De acordo com Agenda de El País, da Espanha, a economia alemã se caracteriza pela importância de seu setor industrial, que em 2021 representou quase 27% de seu PIB, em comparação com pouco mais de 22% para a zona do euro. Essa participação permaneceu bastante estável nos últimos 20 anos, com exceção de uma queda ligada à crise de 2008 e agora afetada pela guerra em curso entre Rússia e Ucrânia (https://agendapublica.elpais.com/noticia/18691/alemania-recesion-cuales-son-motivos-qu-supone-union-europea).Chovendo sobre o molhado: o novo e explosivo conflito que começou na Palestina desde o início de outubro adiciona problemas inesperados para a Alemanha e seus aliados europeus, que quase sem exceção tomaram partido a favor de Israel. E, em alguns casos, até fornecem apoio militar. Como aponta a análise da Deutsche Welle, a Alemanha está tentando encontrar um equilíbrio. Assim, por exemplo, seu chanceler Olaf Scholz argumenta que a segurança de Israel constitui uma "razão de Estado" para a Alemanha. Através da sua solidariedade ativa para com Israel, a Alemanha procura distanciar-se do pesado trauma do seu passado nacional-socialista.Quanto à relação germano-chinesa, é hoje muito mais tensa do que a promovida pela chanceler Angela Merkel entre 2005 e 2021. Enquanto Merkel tratou o governo chinês "com luvas de pelica" (de acordo com a análise da Deutsche Welle), o atual governo Scholz considera a China um "parceiro concorrente e rival sistêmico" da União Europeia. Uma postura retórica que não impediu que, em 2022, a China fosse, pelo sétimo ano consecutivo, o principal parceiro comercial da Alemanha. Por exemplo, a empresa alemã Volkswagen, a maior produtora de carros europeus, coloca 40% de sua produção na China.

Fratura política interna na Alemanha

Se as finanças da Alemanha não estão indo bem, o clima político interno não parece estar melhor. O mais recente capítulo da crise dos partidos socialdemocratas, verdes e liberais da coalizão de governo liderada por Olaf Scholz foi desencadeado em novembro, quando o Tribunal Constitucional alemão desautorizou o redirecionamento de 60 bilhões de euros (mais de US$ 65 bilhões) de créditos não utilizados durante a pandemia que o governo pretendia destinar a investimentos ecológicos e apoio à indústria. Segundo a Corte, tal realocação de despesas violava as rígidas regras orçamentárias do país. A reversão imposta pela justiça alemã, inevitavelmente, resultou em profunda tensão política, bem como um buraco orçamentário de 17 bilhões de euros (US$ 18,6 bilhões) para 2024. O governo não teve outra alternativa a não ser revisar drasticamente seus orçamentos para 2023 e 2024.

Paralelamente a essa complexa situação político-financeira alemã, e como mostram as recentes sondagens, há uma consolidação rápida e consistente das forças políticas de extrema-direita, que podem vencer as eleições de setembro próximo em três Estados do Leste: Brandeburgo, Saxônia e Turíngia.
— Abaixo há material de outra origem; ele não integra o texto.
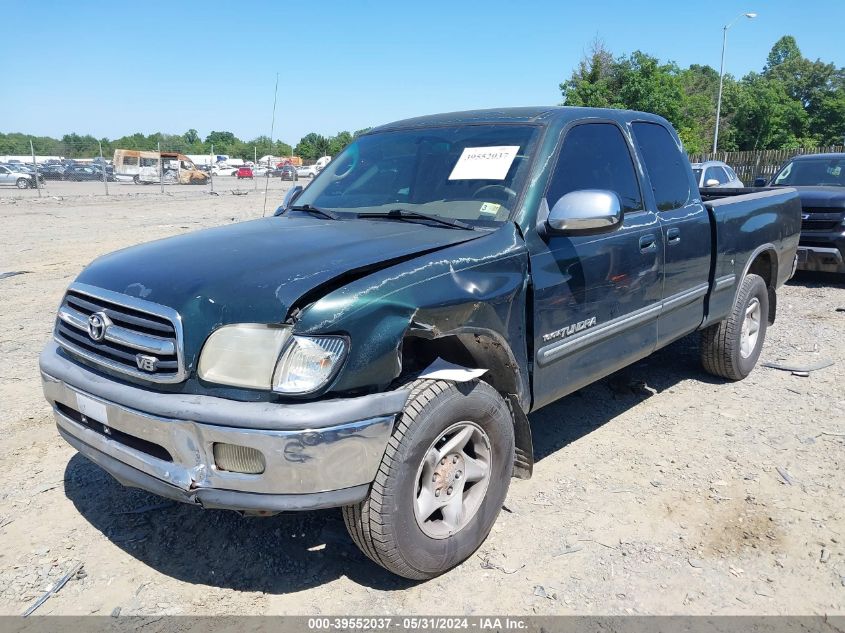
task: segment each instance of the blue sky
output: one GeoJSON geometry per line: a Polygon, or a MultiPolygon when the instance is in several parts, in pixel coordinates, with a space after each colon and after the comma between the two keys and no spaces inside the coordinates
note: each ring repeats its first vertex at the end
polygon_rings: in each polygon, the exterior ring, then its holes
{"type": "Polygon", "coordinates": [[[195,128],[247,140],[270,133],[277,72],[274,138],[294,143],[420,114],[556,104],[596,37],[614,54],[718,69],[722,26],[745,11],[759,17],[729,31],[727,72],[759,70],[784,34],[845,66],[841,0],[3,2],[0,132],[195,128]]]}

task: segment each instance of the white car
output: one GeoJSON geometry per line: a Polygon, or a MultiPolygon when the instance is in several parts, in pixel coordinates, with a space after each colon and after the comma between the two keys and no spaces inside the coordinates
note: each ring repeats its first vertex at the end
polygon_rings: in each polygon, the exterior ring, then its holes
{"type": "Polygon", "coordinates": [[[316,165],[303,165],[296,168],[296,175],[300,178],[313,178],[318,173],[320,173],[320,170],[316,165]]]}
{"type": "MultiPolygon", "coordinates": [[[[44,182],[44,176],[38,176],[39,182],[44,182]]],[[[18,189],[35,188],[35,174],[27,171],[23,166],[0,165],[0,185],[14,185],[18,189]]]]}
{"type": "Polygon", "coordinates": [[[211,173],[215,176],[234,176],[238,173],[238,168],[229,167],[228,165],[214,165],[211,168],[211,173]]]}
{"type": "Polygon", "coordinates": [[[741,189],[745,185],[727,163],[720,160],[708,160],[691,165],[693,176],[701,187],[741,189]]]}

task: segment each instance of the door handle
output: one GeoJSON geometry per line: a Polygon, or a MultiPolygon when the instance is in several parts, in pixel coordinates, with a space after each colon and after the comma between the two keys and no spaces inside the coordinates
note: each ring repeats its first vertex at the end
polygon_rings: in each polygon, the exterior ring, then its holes
{"type": "Polygon", "coordinates": [[[681,229],[669,229],[666,231],[666,241],[669,245],[677,244],[681,241],[681,229]]]}
{"type": "Polygon", "coordinates": [[[643,235],[640,238],[640,252],[648,253],[657,250],[657,240],[653,235],[643,235]]]}

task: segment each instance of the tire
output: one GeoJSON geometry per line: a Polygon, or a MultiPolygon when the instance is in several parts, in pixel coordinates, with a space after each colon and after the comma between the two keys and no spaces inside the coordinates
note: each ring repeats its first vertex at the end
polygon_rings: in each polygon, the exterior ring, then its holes
{"type": "Polygon", "coordinates": [[[701,332],[701,363],[705,371],[728,380],[742,380],[748,376],[760,358],[768,323],[766,282],[759,275],[747,275],[739,286],[728,318],[701,332]],[[756,337],[752,331],[754,325],[756,337]]]}
{"type": "Polygon", "coordinates": [[[513,418],[495,389],[477,380],[417,380],[367,498],[343,508],[346,528],[361,551],[388,571],[414,580],[434,578],[466,560],[487,538],[507,495],[513,460],[513,418]],[[459,430],[449,435],[454,429],[459,430]],[[449,451],[445,461],[431,458],[444,448],[439,442],[456,441],[464,432],[472,439],[458,449],[460,457],[449,451]],[[486,472],[483,479],[477,479],[479,467],[486,472]],[[453,486],[460,488],[460,497],[451,497],[460,499],[459,525],[447,524],[440,509],[430,520],[419,518],[417,496],[422,499],[424,482],[433,482],[427,489],[434,503],[453,494],[453,486]],[[439,492],[431,492],[433,487],[439,492]]]}

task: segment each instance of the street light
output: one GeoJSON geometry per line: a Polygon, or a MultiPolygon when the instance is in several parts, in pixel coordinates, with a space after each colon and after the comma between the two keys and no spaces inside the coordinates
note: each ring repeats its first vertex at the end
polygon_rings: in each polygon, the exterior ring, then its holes
{"type": "Polygon", "coordinates": [[[728,29],[731,28],[740,18],[753,20],[756,13],[740,13],[733,20],[722,27],[722,65],[719,67],[719,99],[716,101],[716,131],[713,133],[713,153],[716,153],[716,146],[719,143],[719,116],[722,114],[722,82],[725,78],[725,44],[728,41],[728,29]]]}

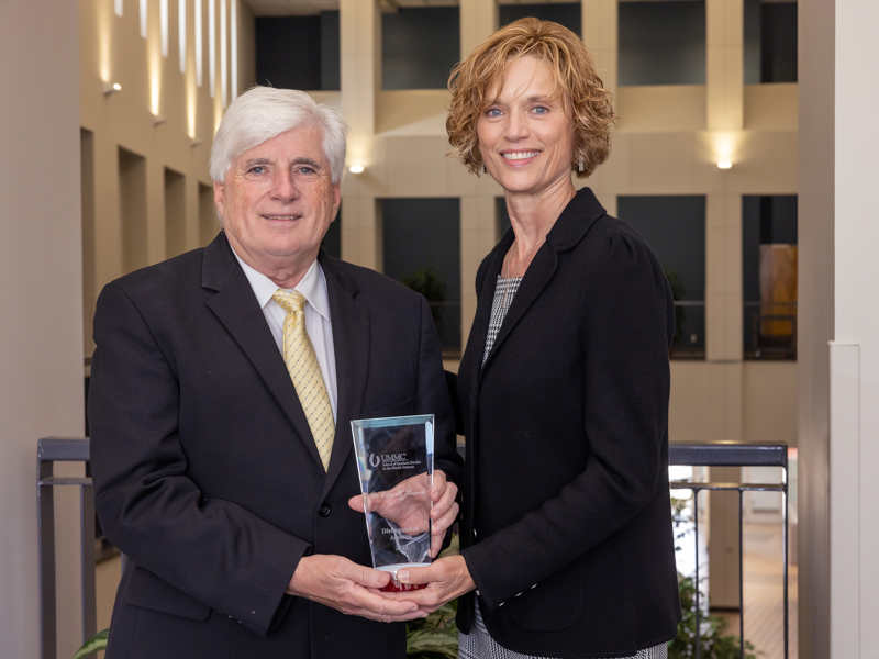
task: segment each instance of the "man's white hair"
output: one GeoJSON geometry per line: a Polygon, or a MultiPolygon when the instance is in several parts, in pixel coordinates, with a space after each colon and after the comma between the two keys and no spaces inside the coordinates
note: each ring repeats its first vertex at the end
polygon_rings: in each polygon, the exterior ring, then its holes
{"type": "Polygon", "coordinates": [[[304,91],[274,87],[254,87],[232,101],[211,148],[211,179],[222,183],[243,153],[301,125],[321,127],[333,182],[340,182],[345,174],[348,130],[342,114],[325,103],[315,103],[304,91]]]}

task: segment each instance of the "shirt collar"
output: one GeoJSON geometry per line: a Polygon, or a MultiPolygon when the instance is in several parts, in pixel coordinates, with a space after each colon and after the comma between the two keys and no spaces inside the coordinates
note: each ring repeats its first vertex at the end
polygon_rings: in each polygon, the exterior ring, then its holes
{"type": "MultiPolygon", "coordinates": [[[[230,245],[230,247],[232,247],[232,245],[230,245]]],[[[259,303],[259,308],[265,309],[267,304],[274,302],[271,295],[274,295],[275,291],[278,290],[278,284],[262,272],[257,272],[251,266],[245,264],[237,255],[234,247],[232,248],[232,254],[234,254],[235,258],[238,259],[238,264],[241,264],[241,268],[244,270],[247,281],[251,282],[251,288],[254,290],[254,294],[256,295],[256,301],[259,303]]],[[[309,304],[314,308],[314,311],[321,314],[325,321],[330,321],[330,299],[326,294],[326,277],[324,276],[320,264],[318,264],[318,259],[312,261],[311,267],[309,268],[309,271],[305,272],[302,281],[300,281],[299,284],[292,290],[302,293],[305,297],[305,300],[309,301],[309,304]]],[[[275,303],[277,304],[277,302],[275,303]]]]}

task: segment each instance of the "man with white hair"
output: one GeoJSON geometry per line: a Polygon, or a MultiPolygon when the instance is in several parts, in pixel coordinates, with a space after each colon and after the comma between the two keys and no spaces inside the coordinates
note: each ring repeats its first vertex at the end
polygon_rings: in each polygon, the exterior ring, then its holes
{"type": "Polygon", "coordinates": [[[211,153],[223,231],[100,295],[96,505],[129,557],[108,659],[405,656],[424,613],[366,567],[349,422],[436,415],[434,550],[460,461],[426,301],[321,250],[344,165],[335,110],[242,94],[211,153]]]}

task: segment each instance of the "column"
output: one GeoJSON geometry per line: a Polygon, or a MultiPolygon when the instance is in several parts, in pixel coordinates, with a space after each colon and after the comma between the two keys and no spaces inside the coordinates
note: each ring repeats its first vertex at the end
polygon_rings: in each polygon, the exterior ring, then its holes
{"type": "Polygon", "coordinates": [[[742,361],[742,196],[705,202],[705,359],[742,361]]]}
{"type": "Polygon", "coordinates": [[[800,659],[831,657],[830,350],[834,336],[836,5],[799,5],[797,380],[800,659]]]}
{"type": "MultiPolygon", "coordinates": [[[[0,88],[14,90],[0,94],[4,657],[40,656],[36,442],[84,431],[79,26],[76,2],[0,3],[0,88]]],[[[81,643],[78,492],[60,490],[58,657],[70,657],[81,643]]]]}
{"type": "Polygon", "coordinates": [[[744,126],[743,0],[705,0],[708,20],[708,130],[744,126]]]}
{"type": "Polygon", "coordinates": [[[460,0],[460,58],[498,30],[498,0],[460,0]]]}
{"type": "Polygon", "coordinates": [[[381,269],[380,214],[369,186],[369,168],[376,165],[378,139],[376,112],[381,92],[381,12],[376,0],[342,0],[342,113],[348,123],[348,165],[367,168],[343,186],[342,258],[367,268],[381,269]]]}

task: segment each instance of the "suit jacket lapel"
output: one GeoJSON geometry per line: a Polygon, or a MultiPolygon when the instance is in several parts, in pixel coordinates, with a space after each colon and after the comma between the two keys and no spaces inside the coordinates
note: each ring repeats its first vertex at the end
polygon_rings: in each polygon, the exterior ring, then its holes
{"type": "Polygon", "coordinates": [[[323,469],[309,422],[290,375],[271,336],[251,282],[241,269],[225,234],[204,249],[202,287],[216,291],[207,304],[251,360],[271,395],[278,401],[315,462],[323,469]]]}
{"type": "MultiPolygon", "coordinates": [[[[513,298],[510,310],[503,319],[500,332],[494,339],[494,345],[491,347],[491,353],[489,353],[485,366],[488,366],[488,362],[491,361],[492,357],[498,353],[501,344],[503,344],[503,340],[510,335],[515,324],[522,319],[543,289],[546,288],[546,284],[549,283],[549,280],[553,278],[558,267],[559,253],[571,249],[577,245],[592,224],[594,224],[596,220],[605,213],[607,211],[604,211],[589,188],[579,190],[568,205],[565,206],[558,220],[556,220],[556,223],[546,235],[546,243],[537,249],[537,254],[534,255],[534,259],[531,261],[522,279],[522,283],[513,298]]],[[[512,234],[512,232],[509,233],[512,234]]],[[[497,280],[498,272],[500,272],[503,256],[507,254],[512,243],[512,237],[509,235],[504,236],[504,241],[502,241],[498,247],[503,247],[504,243],[507,244],[507,248],[499,249],[496,254],[496,260],[497,257],[500,256],[500,261],[497,264],[492,263],[492,267],[489,269],[489,275],[493,273],[494,278],[486,282],[482,289],[482,295],[479,300],[480,306],[488,308],[489,316],[491,315],[491,306],[493,304],[494,281],[497,280]],[[491,291],[490,295],[488,293],[489,290],[491,291]]],[[[482,334],[482,346],[486,345],[485,338],[487,334],[488,321],[486,321],[486,332],[482,334]]],[[[481,370],[482,369],[479,370],[480,373],[481,370]]]]}
{"type": "Polygon", "coordinates": [[[363,409],[369,371],[369,310],[357,301],[357,284],[340,271],[334,259],[321,250],[319,261],[326,278],[330,315],[333,320],[338,391],[336,435],[326,470],[323,498],[330,492],[348,459],[354,444],[351,421],[359,418],[363,409]]]}

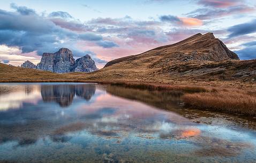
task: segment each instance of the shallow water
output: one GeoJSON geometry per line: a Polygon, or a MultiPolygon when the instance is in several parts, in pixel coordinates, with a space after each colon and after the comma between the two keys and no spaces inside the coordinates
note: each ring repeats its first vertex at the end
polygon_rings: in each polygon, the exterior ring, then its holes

Por outro lado, não se deve esquecer que três meses antes, em junho, o eleitorado alemão elegerá nas urnas –como, aliás, acontecerá nos outros países da União Europeia– os seus deputados ao novo Parlamento Europeu.

Perspectivas sombrias para a decadente locomotiva europeia no marco de uma nova realidade política mundial onde, por toda parte, as crises econômico-financeiras abrem as portas do poder a projetos de direita, aventureiros e oportunistas. No entanto, os cenários são dinâmicos e em muitos países da Europa Ocidental as principais centrais sindicais e movimentos sociais antecipam mobilizações. A grande greve de seis dias convocada pelos médicos na Grã-Bretanha e que começou nas primeiras horas de 2024 mostra um caminho de resistência e não de resignação.